Протиснувшись сквозь столпившуюся в тамбуре толпу, Макс вышел на перрон: дальше электричка не шла - будь оно неладно, зимнее расписание. Где-то дальше был километровый железнодорожный тоннель: свет в его конце мог бы стать и светом в конце максимкиного отчаяния. Ни любви, ни тоски, ни жалости за тем тоннелем бы точно не осталось...
Но Макс сел на скамейку, обхватил голову руками и задумался о том, покинула ли душа Баксика свою физическую оболочку до того, как хозяева понесли её по подъезду в пакете?
Через три часа должна была подъехать электричка, идущая в противоположном направлении - обратно в город.

* * *

Можно было бы подождать не три часа, а четыре с половиной часа, сесть на экспресс, идущий из города, и на следующей остановке сойти.

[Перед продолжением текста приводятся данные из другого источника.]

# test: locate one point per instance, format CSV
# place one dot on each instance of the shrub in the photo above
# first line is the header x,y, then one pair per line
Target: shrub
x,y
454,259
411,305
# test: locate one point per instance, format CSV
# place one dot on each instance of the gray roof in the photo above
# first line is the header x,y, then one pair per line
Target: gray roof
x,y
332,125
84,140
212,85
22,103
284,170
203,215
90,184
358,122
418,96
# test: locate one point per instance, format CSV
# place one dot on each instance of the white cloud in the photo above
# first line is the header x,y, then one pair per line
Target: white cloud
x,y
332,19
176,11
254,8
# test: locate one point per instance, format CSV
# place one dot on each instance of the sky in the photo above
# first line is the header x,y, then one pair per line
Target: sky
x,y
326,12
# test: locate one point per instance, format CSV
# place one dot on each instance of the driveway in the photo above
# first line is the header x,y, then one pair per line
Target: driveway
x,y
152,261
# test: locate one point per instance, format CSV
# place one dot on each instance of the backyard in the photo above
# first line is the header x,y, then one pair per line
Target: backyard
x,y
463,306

Но убежишь ли от себя, сойдя на том глухом полустанке, и убежишь ли от своей любви, узнаешь ли, что на раскисшей грунтовой дороге вдоль сгоревших дач она за тобой не угонится, забудешь ли, что у неё, как было сказано Стивеном Кингом, есть зубы и когти, и не почувствуешь ли её зловонное дыхание за спиной?
Ни от себя, ни из города не убежать по той дороге: там, где за деревьями уже не видно солнца, на дорогу выскочит бурундук, сипло зарычит, подпрыгнет и вцепится в горло.